Features¶

STT-Helper covers a narrow, clearly defined set of functions: accepting a transcript, processing it through a multi-stage LLM service, and delivering the result by email. Detailed functionality is grouped around input, processing, quality assurance, and output.

Use cases¶

Lecture and seminar notes: automatically generated transcripts of a teaching session are turned into readable, linguistically polished text suitable for distribution as accompanying material.
Interview and meeting transcripts: spoken contributions containing filler words, broken sentences, and transcription errors are cleaned up; the result is a citable text version.
Stylistic conversion to written register: spoken-style content is rewritten into a sober, active style oriented toward academic prose.
Structured documentation from raw text: a contiguous transcript is turned into a Markdown document organized by headings and paragraphs.
Preparation of recordings for RAG applications: recorded content is converted into a cleaned, structured Markdown form, making it available for indexing in retrieval-based chatbots or knowledge bases in a form suitable for chunking.
Domain-specific correction: a context field for subject area and terminology steers the recognition and correction of mistranscribed technical terms (in fields such as medicine, law, or engineering).

At a glance¶

Input channels: file upload and direct text entry
Three selectable, cumulative processing stages (correction, revision, formatting)
Free-text field for context to steer domain-specific processing
Chunk-based processing with overlap, parallel execution, and retries
Result delivery by email with a phase-specific filename
Bilingual user interface (German and English)
Validation of input data and email address

Input¶

Texts enter the application either as a file upload or through direct entry into the web form. File uploads accept plain-text formats: .txt, .text, .md, and .markdown, with a maximum size of 10 MB. When reading, the application tries multiple character encodings (UTF-8, UTF-8 with BOM, Latin-1, CP1252) and detects purely binary content via the proportion of null bytes. Input texts shorter than 100 characters or longer than five million characters are rejected.

A delivery email address is checked at submission time; the domain can be validated against an institutional constraint.

Processing stages¶

Processing is cumulative: stage 2 builds on the output of stage 1, and stage 3 builds on the output of stage 2. The UI selects the desired final stage; the application automatically runs all preceding stages.

Stage 1 — Correction: removal of obvious transcription errors, incomplete sentences, and colloquial filler. Technical terms are corrected based on the supplied context.
Stage 2 — Revision: stylistic conversion into a sober, professional written register with active voice and complete sentences. Content is neither added nor abridged.
Stage 3 — Formatting: structuring into Markdown with headings (level two and below), paragraphs, and a consistently readable layout.

Context steering¶

A free-text field accepts a description of the subject area or desired terminology. This context is injected into every stage as part of the prompt and influences both the correction of individual terms and the stylistic direction. If no context is supplied, the application uses a generic default.

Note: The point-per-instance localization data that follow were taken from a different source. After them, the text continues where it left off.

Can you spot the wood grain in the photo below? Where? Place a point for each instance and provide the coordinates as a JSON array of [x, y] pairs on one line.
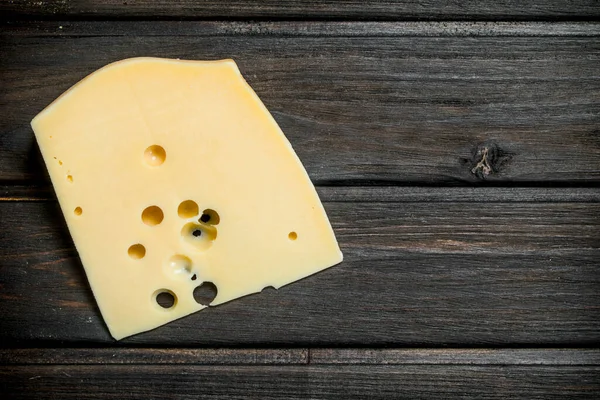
[[299, 382], [389, 194], [300, 356], [359, 108], [307, 9], [415, 273], [229, 356]]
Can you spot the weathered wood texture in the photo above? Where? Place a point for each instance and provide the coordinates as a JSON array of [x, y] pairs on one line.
[[378, 9], [299, 382], [302, 373], [300, 356], [372, 104], [415, 273]]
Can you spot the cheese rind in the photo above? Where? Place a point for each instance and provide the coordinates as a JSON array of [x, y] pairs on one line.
[[172, 173]]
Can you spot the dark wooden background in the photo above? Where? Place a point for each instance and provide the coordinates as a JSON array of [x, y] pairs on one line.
[[463, 277]]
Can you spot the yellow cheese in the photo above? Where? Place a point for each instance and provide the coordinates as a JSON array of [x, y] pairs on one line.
[[171, 174]]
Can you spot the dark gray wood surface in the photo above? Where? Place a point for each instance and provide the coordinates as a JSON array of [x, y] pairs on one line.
[[189, 373], [390, 108], [463, 276], [304, 9], [416, 271]]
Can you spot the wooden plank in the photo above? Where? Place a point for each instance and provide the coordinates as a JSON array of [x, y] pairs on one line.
[[170, 356], [325, 356], [415, 273], [389, 194], [302, 28], [299, 382], [379, 9], [389, 108], [453, 356]]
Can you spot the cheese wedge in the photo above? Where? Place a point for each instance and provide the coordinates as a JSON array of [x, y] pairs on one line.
[[173, 177]]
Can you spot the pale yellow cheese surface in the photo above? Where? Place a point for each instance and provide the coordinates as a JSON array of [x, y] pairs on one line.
[[177, 138]]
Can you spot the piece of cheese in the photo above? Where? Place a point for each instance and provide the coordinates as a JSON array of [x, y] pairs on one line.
[[171, 174]]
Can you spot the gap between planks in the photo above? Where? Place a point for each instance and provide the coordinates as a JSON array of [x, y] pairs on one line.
[[299, 356], [388, 194], [300, 28]]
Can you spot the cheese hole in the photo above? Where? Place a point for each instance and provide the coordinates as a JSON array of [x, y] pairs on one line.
[[180, 264], [210, 217], [199, 236], [152, 215], [188, 209], [136, 251], [155, 155], [205, 293], [165, 298]]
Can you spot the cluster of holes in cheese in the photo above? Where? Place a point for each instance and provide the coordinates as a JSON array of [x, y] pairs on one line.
[[77, 210], [203, 294]]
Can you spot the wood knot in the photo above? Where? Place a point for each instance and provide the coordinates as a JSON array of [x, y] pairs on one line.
[[488, 159]]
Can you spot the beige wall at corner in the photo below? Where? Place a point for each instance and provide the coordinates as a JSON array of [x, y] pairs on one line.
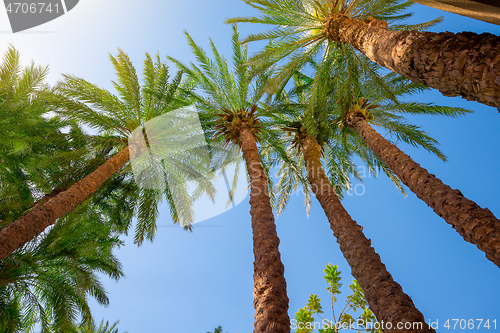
[[479, 9]]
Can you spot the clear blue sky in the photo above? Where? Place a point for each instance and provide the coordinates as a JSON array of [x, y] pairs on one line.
[[193, 282]]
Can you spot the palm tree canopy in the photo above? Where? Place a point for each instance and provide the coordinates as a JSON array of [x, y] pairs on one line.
[[299, 33]]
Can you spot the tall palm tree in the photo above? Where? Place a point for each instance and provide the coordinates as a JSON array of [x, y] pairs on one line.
[[116, 118], [463, 64], [102, 328], [49, 280], [229, 103], [363, 102], [475, 224], [334, 150]]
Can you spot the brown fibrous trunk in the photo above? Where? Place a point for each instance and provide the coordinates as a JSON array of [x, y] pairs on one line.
[[475, 224], [270, 297], [385, 296]]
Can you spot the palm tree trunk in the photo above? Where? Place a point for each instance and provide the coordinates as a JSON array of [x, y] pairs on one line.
[[270, 297], [463, 64], [476, 225], [31, 224], [384, 295]]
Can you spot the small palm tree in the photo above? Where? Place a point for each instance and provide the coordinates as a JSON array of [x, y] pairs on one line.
[[102, 328], [227, 101], [27, 136], [116, 118], [463, 64]]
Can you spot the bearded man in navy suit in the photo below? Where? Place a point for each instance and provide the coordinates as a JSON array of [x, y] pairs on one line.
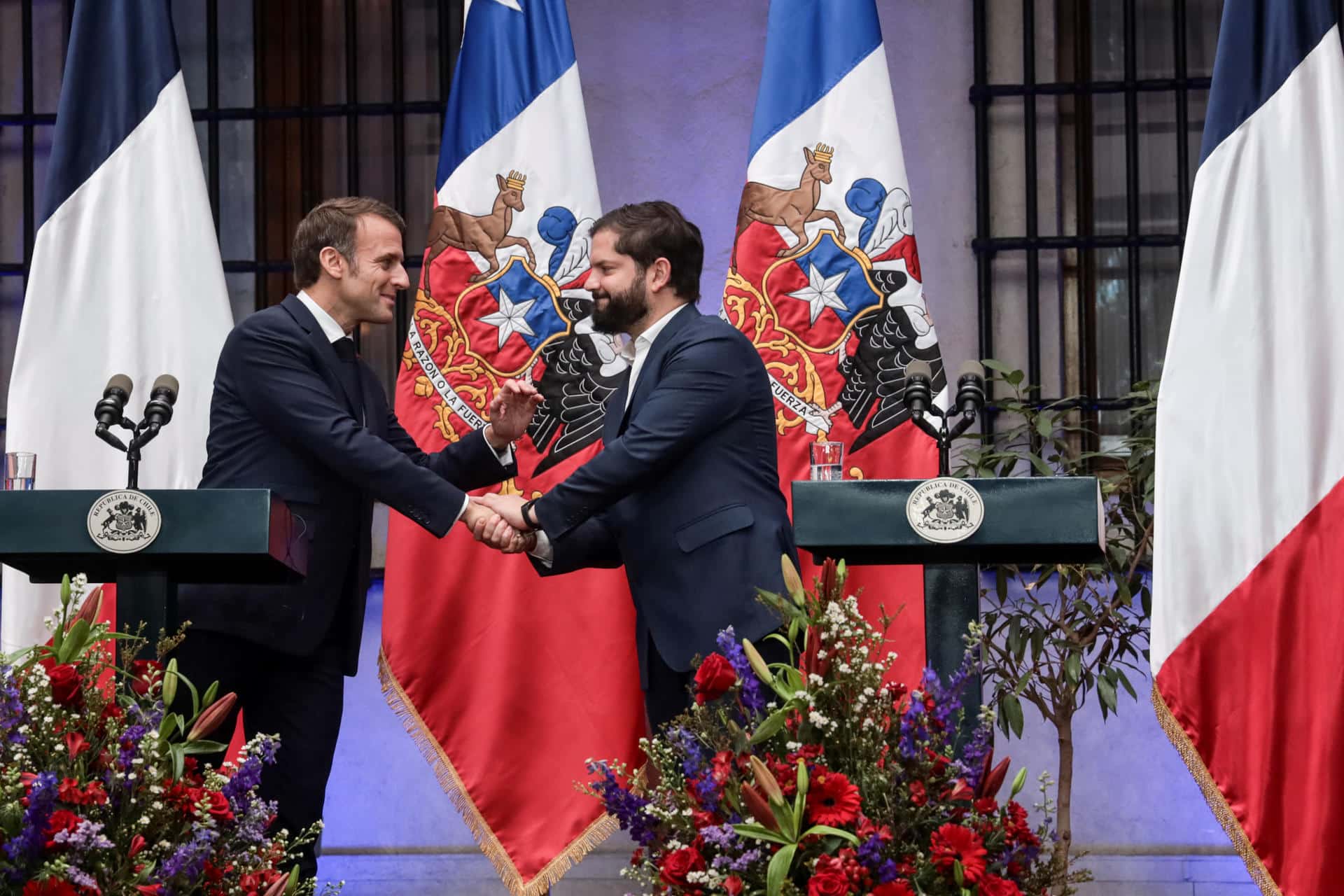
[[686, 491], [295, 410]]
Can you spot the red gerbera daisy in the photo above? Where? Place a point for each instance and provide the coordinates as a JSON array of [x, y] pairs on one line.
[[953, 844], [832, 799]]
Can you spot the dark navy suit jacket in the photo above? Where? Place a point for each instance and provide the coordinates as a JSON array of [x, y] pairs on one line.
[[283, 419], [686, 493]]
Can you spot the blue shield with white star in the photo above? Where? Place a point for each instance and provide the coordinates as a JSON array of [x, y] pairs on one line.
[[510, 317], [819, 293]]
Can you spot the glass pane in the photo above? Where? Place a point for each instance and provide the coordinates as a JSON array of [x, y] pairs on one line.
[[1202, 23], [1159, 270], [188, 20], [11, 58], [374, 51], [420, 38], [1158, 206], [1155, 45], [11, 195], [242, 295], [1007, 162], [237, 191], [1109, 182], [422, 140], [1112, 315], [49, 52], [1003, 31], [1108, 41], [11, 307], [235, 55]]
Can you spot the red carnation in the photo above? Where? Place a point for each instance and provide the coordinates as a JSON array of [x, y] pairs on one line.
[[680, 862], [953, 844], [66, 685], [894, 888], [832, 799], [714, 678], [61, 820], [995, 886]]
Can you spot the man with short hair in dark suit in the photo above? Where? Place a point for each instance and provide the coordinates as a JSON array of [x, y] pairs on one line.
[[686, 491], [295, 410]]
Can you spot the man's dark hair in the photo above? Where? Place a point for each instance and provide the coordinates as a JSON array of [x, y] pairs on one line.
[[335, 223], [650, 232]]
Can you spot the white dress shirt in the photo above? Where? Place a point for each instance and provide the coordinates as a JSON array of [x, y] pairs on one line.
[[332, 331], [636, 352]]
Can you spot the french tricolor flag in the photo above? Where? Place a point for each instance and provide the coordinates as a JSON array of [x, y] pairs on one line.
[[1247, 630], [125, 273]]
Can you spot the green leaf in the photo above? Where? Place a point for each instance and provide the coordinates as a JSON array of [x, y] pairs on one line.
[[760, 832], [778, 869], [1074, 666], [771, 727], [831, 832], [1012, 713]]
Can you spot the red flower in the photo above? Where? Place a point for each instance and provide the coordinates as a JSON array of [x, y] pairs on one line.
[[995, 886], [714, 678], [144, 673], [832, 799], [76, 743], [828, 878], [66, 685], [894, 888], [680, 862], [61, 820], [953, 844]]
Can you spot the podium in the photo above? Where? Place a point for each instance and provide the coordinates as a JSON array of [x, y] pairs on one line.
[[1026, 522], [244, 536]]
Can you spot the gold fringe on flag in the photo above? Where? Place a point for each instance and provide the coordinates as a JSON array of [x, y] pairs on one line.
[[452, 785], [1214, 797]]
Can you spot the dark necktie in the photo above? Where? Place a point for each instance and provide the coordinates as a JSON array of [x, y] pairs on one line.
[[350, 372]]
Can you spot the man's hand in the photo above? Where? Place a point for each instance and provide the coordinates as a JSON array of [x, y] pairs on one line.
[[511, 412], [492, 530], [510, 507]]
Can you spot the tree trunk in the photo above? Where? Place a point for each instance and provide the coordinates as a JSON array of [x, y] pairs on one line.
[[1065, 782]]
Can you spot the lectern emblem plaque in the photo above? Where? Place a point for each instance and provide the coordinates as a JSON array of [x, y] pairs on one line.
[[124, 522], [945, 511]]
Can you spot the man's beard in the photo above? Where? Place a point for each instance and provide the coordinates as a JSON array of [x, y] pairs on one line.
[[622, 311]]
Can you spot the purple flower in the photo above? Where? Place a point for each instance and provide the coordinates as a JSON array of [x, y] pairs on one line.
[[626, 806], [33, 836], [753, 699]]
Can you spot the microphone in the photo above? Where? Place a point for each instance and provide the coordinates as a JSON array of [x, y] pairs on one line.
[[163, 396], [971, 387], [918, 396], [115, 397]]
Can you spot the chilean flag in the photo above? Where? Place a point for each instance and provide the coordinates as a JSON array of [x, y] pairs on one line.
[[1247, 617], [825, 276], [125, 273], [505, 681]]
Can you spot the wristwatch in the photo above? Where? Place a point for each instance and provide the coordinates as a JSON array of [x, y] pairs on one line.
[[530, 517]]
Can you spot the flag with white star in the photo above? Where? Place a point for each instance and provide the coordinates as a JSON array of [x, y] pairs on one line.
[[825, 276], [502, 296]]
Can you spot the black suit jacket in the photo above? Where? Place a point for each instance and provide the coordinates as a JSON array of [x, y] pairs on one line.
[[686, 493], [281, 419]]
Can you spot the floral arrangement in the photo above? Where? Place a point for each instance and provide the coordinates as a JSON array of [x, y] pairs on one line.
[[100, 786], [816, 777]]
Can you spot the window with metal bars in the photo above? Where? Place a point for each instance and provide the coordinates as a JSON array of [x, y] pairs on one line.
[[295, 101], [1089, 115]]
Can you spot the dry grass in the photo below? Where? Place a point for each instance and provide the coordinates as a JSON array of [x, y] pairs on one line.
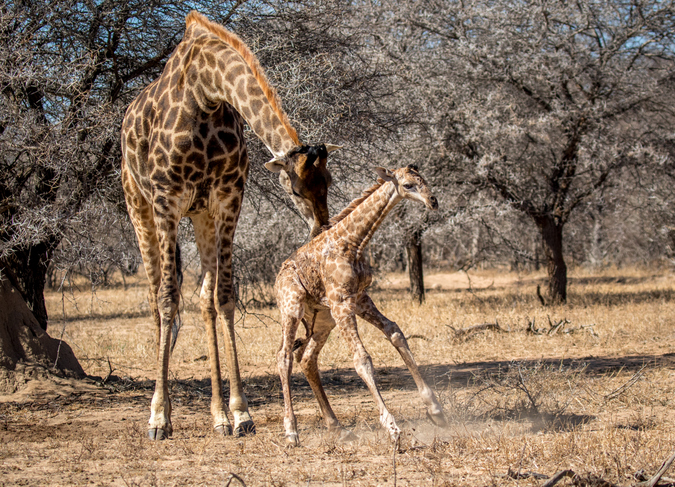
[[595, 399]]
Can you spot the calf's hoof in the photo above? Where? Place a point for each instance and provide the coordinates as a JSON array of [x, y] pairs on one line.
[[223, 429], [157, 434], [343, 435], [245, 428]]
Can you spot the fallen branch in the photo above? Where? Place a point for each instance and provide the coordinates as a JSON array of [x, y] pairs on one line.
[[558, 477], [468, 332], [526, 475], [630, 383]]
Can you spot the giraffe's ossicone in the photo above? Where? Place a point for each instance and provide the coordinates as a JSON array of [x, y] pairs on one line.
[[324, 284], [184, 154]]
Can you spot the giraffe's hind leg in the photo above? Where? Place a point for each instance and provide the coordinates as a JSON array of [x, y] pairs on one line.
[[367, 310], [290, 299], [205, 236]]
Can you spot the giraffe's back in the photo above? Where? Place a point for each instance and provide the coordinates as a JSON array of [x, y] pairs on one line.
[[172, 145]]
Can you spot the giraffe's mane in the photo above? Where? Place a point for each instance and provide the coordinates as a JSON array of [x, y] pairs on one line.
[[354, 204], [234, 41]]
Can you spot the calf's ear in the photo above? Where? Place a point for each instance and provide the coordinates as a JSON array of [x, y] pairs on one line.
[[385, 174]]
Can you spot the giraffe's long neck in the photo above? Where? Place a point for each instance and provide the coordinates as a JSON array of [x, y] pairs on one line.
[[227, 71], [361, 224]]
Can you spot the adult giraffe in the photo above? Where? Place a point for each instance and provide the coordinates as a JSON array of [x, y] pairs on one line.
[[184, 154]]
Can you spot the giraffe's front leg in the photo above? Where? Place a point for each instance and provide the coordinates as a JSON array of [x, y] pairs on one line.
[[344, 316], [309, 362], [159, 425], [367, 310], [205, 236], [243, 423], [290, 298]]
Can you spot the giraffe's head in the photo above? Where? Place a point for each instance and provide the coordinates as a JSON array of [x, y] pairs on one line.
[[305, 177], [410, 185]]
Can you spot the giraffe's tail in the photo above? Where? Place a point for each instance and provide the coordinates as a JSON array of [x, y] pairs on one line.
[[177, 321]]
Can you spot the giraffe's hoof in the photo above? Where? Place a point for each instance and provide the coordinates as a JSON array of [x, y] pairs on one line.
[[292, 440], [438, 419], [157, 434], [223, 429], [245, 428]]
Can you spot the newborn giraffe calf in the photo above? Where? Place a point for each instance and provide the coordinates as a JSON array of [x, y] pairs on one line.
[[326, 281]]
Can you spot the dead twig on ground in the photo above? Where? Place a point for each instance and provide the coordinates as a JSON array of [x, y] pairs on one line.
[[464, 334], [627, 385], [559, 326], [232, 476]]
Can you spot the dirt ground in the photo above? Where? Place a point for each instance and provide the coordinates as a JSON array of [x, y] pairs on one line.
[[590, 387]]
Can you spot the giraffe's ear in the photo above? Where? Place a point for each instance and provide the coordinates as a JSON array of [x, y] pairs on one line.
[[385, 174], [276, 164]]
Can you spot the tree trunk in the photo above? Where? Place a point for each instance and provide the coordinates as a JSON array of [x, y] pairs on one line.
[[414, 251], [551, 232], [27, 268], [23, 341]]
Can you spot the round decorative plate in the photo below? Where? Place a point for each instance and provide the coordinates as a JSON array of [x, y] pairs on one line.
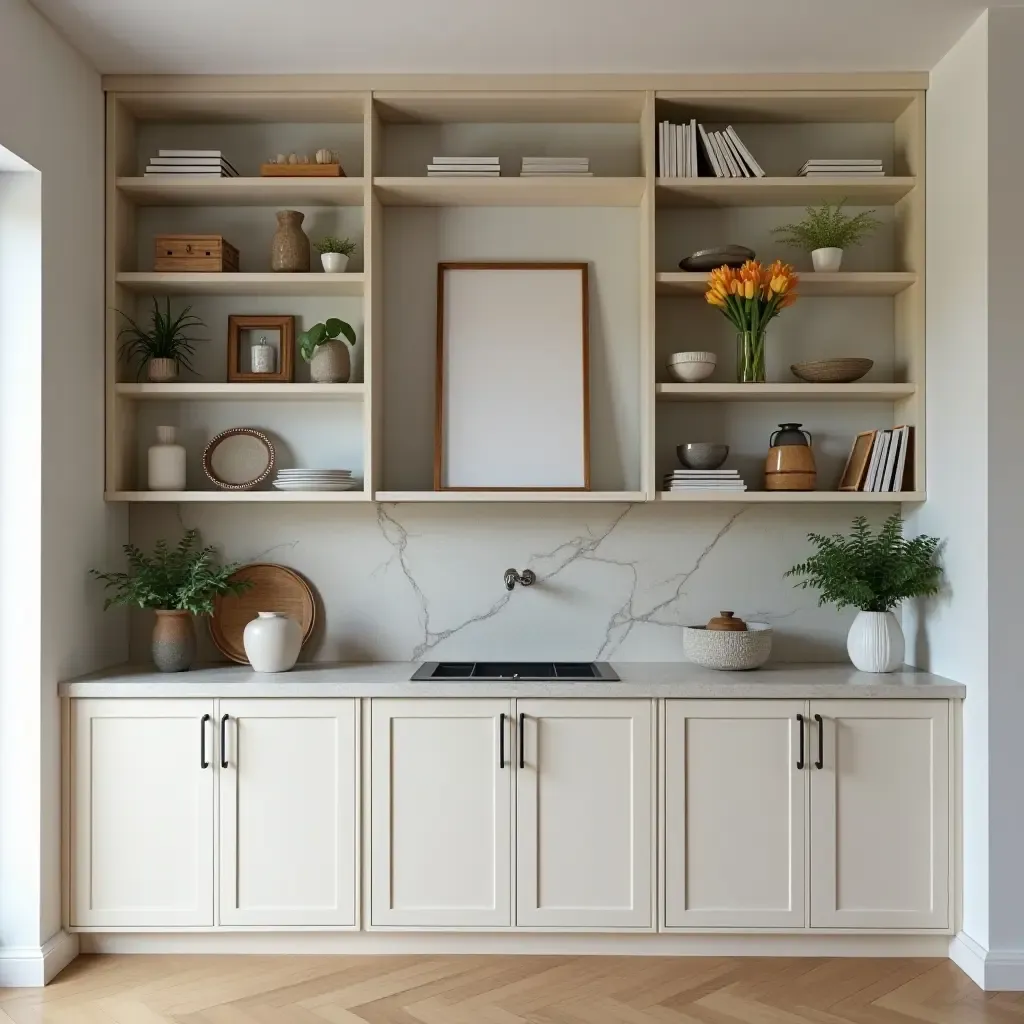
[[275, 588]]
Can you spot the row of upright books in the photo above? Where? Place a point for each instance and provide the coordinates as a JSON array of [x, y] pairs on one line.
[[690, 151]]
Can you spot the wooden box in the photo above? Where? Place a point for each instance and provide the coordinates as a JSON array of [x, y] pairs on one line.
[[194, 252]]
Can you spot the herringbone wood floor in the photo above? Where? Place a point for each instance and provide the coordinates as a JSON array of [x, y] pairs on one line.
[[507, 990]]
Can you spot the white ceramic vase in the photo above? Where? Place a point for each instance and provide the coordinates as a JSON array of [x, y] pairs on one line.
[[334, 262], [826, 260], [876, 642], [272, 642]]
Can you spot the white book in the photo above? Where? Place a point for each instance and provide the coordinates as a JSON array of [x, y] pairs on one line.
[[755, 167]]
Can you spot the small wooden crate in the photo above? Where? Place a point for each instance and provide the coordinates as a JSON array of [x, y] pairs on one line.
[[195, 253]]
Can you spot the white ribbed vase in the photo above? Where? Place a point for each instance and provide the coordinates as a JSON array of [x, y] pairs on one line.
[[876, 642]]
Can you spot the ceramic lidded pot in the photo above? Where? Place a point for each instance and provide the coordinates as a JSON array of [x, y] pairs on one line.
[[290, 249], [790, 465]]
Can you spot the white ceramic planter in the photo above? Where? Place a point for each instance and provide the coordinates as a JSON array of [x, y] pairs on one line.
[[876, 642], [272, 642], [826, 260], [334, 262]]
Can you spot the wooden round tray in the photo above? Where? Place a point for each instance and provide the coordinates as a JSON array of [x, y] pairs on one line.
[[275, 588]]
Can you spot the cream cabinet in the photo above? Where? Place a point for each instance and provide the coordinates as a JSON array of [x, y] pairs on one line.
[[288, 810]]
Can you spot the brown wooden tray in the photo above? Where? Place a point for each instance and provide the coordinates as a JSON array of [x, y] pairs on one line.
[[275, 588]]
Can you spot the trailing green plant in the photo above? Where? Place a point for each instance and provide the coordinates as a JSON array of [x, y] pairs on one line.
[[332, 245], [184, 578], [870, 571], [320, 333], [826, 226], [167, 337]]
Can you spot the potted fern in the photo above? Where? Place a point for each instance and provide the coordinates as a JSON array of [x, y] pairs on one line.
[[163, 347], [825, 231], [177, 583], [873, 572]]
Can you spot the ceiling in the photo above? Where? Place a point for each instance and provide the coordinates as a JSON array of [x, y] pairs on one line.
[[509, 36]]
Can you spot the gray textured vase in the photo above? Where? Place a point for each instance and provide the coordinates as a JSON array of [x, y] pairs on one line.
[[173, 641]]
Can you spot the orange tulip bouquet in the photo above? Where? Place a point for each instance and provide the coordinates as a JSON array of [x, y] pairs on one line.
[[751, 297]]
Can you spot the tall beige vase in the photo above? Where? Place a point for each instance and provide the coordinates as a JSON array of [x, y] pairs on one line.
[[290, 250]]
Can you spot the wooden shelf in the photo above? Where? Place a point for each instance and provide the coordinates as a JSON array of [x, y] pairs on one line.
[[243, 192], [851, 285], [510, 192], [222, 391], [781, 192], [151, 283], [783, 392], [796, 497]]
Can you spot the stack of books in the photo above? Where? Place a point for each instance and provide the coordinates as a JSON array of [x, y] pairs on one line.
[[464, 167], [190, 164], [704, 479], [690, 151], [842, 169], [568, 167]]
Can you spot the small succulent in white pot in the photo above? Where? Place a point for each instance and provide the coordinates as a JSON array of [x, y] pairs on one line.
[[873, 572], [825, 232], [335, 253]]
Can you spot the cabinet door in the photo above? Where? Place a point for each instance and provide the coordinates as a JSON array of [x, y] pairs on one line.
[[585, 814], [288, 812], [880, 814], [142, 827], [440, 809], [734, 811]]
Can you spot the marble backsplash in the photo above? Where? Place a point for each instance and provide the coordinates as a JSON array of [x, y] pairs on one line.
[[424, 582]]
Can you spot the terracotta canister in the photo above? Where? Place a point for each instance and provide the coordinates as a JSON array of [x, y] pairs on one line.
[[290, 250], [173, 641], [790, 465]]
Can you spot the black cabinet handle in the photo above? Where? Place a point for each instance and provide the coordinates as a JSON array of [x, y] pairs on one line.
[[203, 763]]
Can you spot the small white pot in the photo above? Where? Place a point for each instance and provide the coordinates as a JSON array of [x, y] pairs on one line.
[[272, 642], [826, 260], [876, 642], [334, 262]]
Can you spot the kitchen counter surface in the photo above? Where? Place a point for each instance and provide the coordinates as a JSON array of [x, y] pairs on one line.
[[390, 679]]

Quality-assurance functions¶

Chunk overlap: consecutive chunks share an overlap of 500 characters, so that sentence boundaries and semantic context are not lost at split points.
Multi-stage pipeline with separated concerns: each stage pursues its own isolated goal; correction, stylistic alignment, and formatting are not conflated into a single prompt.
Per-chunk retries: in case of API errors or timeouts, a chunk is retried up to five times with progressively increasing backoff.
Best-result merging: when assembling the output, the application selects the highest-ranked successful stage result per chunk. If a later stage produces no result for a chunk, the result from an earlier stage is used.
Original fallback: if processing of a chunk fails across all stages, the original segment is emitted with an error note instead of discarding the entire result.
Input validation: file and text properties are checked before the job is accepted (size, extension, encoding, binary detection, minimum and maximum length).
Statistics logging: job submissions are recorded with a timestamp in a statistics file; write access is serialized through a file lock.

Output¶

The result is delivered as an email attachment. The filename reflects the chosen final stage (corrected_text, revised_text, or formatted_text.md). On success, the message contains a short summary and the processing duration; on failure, it contains a description of the problem encountered. After delivery, all input data, intermediate results, and the working directory are removed.

Operation¶

The interface is available in German and English; the language is selected automatically via the Accept-Language header or explicitly via a URL parameter. A dedicated button checks the availability of the connected LLM API without submitting a job.